Scientists Developing New Machine Learning Methods for Easier Insight into Massive Satellite Map Data

Author:QINSUN Released in:2024-01 Click:35

Currently, there are over 700 imaging satellites orbiting the Earth, transmitting massive amounts of information back to ground databases every day, either for monitoring climate change or tracking health and poverty issues. But scientists also face a challenge: while geospatial data can help researchers and policymakers address key challenges, only those with significant wealth and professional knowledge can access it.

Now, a team at the University of California, Berkeley has designed a machine learning system to solve satellite image problems. They use low-cost and easy-to-use technologies that can provide access and analytical capabilities for researchers and governments around the world. This study, titled "A Universal and Accessible Method for Machine Learning Using Global Satellite Images," was published in the journal Nature Communications on July 20, 2021.

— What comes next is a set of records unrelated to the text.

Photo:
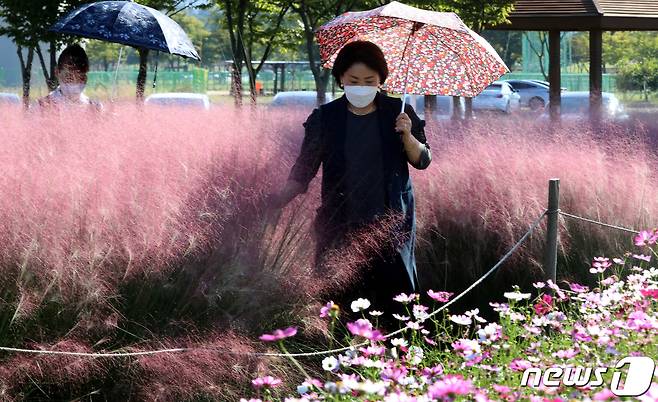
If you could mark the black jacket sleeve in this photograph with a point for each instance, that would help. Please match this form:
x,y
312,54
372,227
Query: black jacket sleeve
x,y
308,162
418,131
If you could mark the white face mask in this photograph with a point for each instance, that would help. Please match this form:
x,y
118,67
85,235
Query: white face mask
x,y
360,96
72,91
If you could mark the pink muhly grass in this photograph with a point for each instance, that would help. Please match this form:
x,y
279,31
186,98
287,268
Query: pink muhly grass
x,y
488,181
279,334
206,371
71,371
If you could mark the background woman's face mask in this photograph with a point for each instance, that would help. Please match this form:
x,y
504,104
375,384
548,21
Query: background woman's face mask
x,y
360,96
72,90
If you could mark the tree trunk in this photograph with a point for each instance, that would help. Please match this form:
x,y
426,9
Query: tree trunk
x,y
141,76
236,86
49,70
456,108
26,73
468,108
321,83
54,82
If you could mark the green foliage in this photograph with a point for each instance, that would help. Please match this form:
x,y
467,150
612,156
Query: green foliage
x,y
507,44
635,54
477,14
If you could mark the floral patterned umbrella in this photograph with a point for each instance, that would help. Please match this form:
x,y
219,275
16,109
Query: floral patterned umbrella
x,y
428,53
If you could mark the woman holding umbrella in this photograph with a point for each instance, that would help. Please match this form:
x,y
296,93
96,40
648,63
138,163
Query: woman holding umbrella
x,y
364,145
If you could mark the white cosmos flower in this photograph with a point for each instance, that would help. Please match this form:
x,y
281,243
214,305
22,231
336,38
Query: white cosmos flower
x,y
415,355
330,363
360,305
516,295
461,319
399,342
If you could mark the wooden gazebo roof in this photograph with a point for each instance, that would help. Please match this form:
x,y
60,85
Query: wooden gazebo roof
x,y
583,15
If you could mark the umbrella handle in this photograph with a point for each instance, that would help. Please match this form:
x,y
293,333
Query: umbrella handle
x,y
155,75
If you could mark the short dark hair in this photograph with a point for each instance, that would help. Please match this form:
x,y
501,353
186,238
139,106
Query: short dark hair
x,y
360,52
75,57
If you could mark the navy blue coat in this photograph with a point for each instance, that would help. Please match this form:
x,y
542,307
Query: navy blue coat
x,y
323,145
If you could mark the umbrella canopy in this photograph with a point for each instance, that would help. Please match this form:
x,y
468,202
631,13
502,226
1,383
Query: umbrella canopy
x,y
130,24
428,52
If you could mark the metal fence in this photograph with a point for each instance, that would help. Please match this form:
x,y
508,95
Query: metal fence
x,y
571,81
194,80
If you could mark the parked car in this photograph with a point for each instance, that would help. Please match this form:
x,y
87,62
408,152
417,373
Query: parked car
x,y
534,94
498,96
298,99
444,106
575,105
7,98
179,99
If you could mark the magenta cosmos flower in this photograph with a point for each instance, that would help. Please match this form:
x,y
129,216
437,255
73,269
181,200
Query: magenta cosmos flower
x,y
279,334
450,386
441,297
646,238
265,382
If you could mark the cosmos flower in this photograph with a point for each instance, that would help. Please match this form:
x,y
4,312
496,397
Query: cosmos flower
x,y
441,297
265,382
360,305
449,386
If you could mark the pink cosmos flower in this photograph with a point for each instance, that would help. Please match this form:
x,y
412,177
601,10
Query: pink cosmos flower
x,y
266,382
544,305
565,354
651,394
649,293
480,396
326,309
646,238
520,365
461,319
501,388
605,395
575,287
642,257
405,298
399,397
431,372
394,373
279,334
599,265
441,297
429,341
373,351
363,327
450,386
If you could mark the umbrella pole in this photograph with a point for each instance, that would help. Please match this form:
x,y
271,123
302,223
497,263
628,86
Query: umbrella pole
x,y
414,28
155,74
116,74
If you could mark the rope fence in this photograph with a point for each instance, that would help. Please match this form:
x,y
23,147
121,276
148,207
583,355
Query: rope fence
x,y
552,213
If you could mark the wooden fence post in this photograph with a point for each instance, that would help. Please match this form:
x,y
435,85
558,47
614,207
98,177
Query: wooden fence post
x,y
550,261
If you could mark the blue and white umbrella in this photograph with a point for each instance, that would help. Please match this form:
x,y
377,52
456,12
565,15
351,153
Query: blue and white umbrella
x,y
127,23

The co author of the project, Esther Rolf, stated, "Satellite images contain a wealth of data about the world, but the trick is how to transform the data into useful insights without the need for manual editing of each image. We have designed our system for accessibility, so one person should be able to run it on a laptop without the need for specialized training to solve their local problems.".

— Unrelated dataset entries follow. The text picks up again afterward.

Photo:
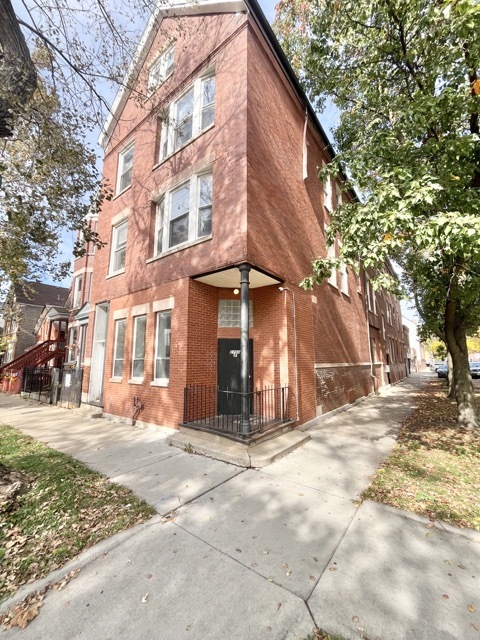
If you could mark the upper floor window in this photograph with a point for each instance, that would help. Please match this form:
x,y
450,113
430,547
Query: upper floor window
x,y
138,360
125,165
328,193
160,69
119,247
77,294
162,347
229,312
119,348
184,213
189,115
331,253
343,275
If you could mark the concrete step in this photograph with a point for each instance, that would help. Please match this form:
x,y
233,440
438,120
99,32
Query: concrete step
x,y
255,454
88,411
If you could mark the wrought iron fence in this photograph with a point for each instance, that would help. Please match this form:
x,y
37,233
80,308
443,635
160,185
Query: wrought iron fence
x,y
213,409
37,382
70,395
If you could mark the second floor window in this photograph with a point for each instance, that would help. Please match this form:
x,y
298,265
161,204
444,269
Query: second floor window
x,y
125,165
119,247
138,360
160,70
77,294
189,115
119,348
184,214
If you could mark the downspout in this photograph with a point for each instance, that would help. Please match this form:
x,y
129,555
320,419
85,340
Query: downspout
x,y
372,369
244,346
297,419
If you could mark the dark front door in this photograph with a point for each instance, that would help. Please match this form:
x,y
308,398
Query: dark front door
x,y
229,375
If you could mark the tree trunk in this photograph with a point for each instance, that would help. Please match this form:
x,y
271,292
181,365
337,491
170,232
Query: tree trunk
x,y
455,333
450,379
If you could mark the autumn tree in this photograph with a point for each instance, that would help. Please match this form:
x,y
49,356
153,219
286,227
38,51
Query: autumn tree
x,y
59,66
404,77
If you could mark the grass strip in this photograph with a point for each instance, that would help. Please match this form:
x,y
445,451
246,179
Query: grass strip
x,y
434,468
67,509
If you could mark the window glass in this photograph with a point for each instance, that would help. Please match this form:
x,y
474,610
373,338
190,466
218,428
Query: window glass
x,y
119,348
208,101
184,119
180,205
204,205
125,168
229,313
138,361
119,246
162,352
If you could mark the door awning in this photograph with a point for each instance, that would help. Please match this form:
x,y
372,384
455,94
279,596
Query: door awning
x,y
229,278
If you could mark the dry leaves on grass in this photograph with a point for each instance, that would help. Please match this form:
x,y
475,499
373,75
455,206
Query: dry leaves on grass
x,y
23,613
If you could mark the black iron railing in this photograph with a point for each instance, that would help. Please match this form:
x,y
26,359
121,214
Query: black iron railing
x,y
37,382
214,409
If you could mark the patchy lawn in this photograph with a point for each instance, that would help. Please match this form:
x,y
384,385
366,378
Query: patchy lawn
x,y
67,509
434,469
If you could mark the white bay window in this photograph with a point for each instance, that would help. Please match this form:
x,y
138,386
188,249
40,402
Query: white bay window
x,y
188,115
184,214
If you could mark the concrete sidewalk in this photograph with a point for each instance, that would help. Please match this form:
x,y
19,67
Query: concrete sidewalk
x,y
251,554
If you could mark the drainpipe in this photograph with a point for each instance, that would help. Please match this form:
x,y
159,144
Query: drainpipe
x,y
294,345
244,346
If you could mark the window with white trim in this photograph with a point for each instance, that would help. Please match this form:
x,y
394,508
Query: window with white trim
x,y
77,294
184,214
343,274
138,359
371,305
119,348
160,69
189,115
331,253
339,195
125,166
162,347
327,192
229,313
119,247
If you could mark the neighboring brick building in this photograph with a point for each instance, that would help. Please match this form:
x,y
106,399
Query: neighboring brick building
x,y
217,201
22,310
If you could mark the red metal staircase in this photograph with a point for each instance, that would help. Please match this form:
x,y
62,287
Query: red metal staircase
x,y
35,357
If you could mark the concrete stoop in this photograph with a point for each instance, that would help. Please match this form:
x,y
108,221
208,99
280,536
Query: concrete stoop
x,y
256,454
88,411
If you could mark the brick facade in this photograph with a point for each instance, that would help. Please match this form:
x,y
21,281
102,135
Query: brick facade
x,y
264,213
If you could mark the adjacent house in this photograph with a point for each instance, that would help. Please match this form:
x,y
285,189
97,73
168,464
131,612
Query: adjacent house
x,y
35,325
192,314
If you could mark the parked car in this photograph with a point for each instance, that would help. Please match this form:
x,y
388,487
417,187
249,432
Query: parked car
x,y
475,369
442,370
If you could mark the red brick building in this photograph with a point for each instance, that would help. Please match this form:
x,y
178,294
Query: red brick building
x,y
215,178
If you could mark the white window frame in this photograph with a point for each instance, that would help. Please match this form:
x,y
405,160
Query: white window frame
x,y
134,346
167,138
77,292
331,253
116,248
371,302
343,274
159,71
164,214
122,170
163,382
328,192
339,194
116,345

The co authors of this paper, Solomon Hsiang, Director of the Global Policy Laboratory at Goldman Sachs School of Public Policy, stated: We hope that our actions can bring global impact. The pace of development is faster than ever before. We are changing resource allocation faster than ever before. We are changing the Earth. This requires a more responsive management system that can see these things happening so that we can respond promptly and effectively.

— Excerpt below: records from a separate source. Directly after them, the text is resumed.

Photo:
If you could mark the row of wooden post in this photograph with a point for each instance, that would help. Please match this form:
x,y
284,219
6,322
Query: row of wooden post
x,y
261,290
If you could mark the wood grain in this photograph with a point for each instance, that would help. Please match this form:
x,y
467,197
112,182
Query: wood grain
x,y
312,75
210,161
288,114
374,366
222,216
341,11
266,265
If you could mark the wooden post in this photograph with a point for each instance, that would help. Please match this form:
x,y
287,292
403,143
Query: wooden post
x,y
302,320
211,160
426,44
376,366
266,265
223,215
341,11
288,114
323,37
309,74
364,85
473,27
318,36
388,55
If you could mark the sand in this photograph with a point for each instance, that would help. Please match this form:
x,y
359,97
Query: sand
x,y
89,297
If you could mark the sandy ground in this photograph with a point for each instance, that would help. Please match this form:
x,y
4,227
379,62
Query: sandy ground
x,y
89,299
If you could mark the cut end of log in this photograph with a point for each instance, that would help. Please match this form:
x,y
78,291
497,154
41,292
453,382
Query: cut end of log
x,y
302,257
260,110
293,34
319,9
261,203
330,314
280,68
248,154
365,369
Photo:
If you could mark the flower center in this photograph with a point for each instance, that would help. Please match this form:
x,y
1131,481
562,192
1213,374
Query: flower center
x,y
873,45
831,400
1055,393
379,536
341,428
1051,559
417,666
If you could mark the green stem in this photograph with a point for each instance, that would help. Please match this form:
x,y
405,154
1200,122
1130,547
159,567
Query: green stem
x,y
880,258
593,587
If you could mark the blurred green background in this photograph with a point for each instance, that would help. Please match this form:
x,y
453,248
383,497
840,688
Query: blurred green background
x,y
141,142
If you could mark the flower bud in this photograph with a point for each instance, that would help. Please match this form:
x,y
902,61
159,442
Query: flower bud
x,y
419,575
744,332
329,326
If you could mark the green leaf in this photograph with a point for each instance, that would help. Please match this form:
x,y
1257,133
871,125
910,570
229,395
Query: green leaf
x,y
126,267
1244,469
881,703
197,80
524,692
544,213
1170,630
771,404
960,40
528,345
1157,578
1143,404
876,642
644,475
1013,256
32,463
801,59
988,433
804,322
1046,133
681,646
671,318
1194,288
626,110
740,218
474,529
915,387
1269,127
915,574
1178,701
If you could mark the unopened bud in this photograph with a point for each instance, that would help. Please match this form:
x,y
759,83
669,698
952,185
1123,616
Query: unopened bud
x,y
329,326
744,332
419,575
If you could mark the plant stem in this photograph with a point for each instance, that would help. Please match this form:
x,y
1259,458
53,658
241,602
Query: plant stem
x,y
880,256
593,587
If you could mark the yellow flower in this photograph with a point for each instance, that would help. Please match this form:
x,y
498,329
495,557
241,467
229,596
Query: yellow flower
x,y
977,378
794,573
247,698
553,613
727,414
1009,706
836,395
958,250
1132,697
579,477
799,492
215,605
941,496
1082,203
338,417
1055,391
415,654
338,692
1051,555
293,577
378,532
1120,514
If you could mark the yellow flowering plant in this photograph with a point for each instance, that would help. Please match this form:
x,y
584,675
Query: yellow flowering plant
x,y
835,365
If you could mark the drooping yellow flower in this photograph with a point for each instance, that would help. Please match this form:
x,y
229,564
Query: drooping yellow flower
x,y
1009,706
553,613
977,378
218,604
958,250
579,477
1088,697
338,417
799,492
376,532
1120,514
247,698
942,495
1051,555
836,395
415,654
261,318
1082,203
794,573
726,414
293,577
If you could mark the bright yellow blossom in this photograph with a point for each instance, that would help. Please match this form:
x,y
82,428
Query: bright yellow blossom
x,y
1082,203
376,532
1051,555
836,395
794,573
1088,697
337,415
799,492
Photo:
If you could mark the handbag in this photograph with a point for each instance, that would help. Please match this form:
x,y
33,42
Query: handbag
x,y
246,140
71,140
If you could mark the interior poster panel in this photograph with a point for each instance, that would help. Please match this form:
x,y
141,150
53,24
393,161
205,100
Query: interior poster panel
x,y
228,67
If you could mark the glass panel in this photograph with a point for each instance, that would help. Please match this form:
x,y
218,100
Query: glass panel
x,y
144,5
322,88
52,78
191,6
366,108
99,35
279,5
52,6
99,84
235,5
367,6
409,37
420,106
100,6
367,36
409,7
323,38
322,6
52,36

This project is being promoted in collaboration between the Global Policy Lab led by Hsiang and the research team from the Department of Electrical Engineering and Computer Science led by Benjamin Recht. Other collaborators include Tamma Carleton, a Berkeley PhD graduate currently studying at the University of California, Santa Barbara, Jonathan Proctor currently working at the Harvard Center for Environmental and Data Science Programs, Ian Bollinger from Rhodium Group, Vaishaal Shankar from Amazon, and Miyabi Ishihara, a Berkeley PhD student.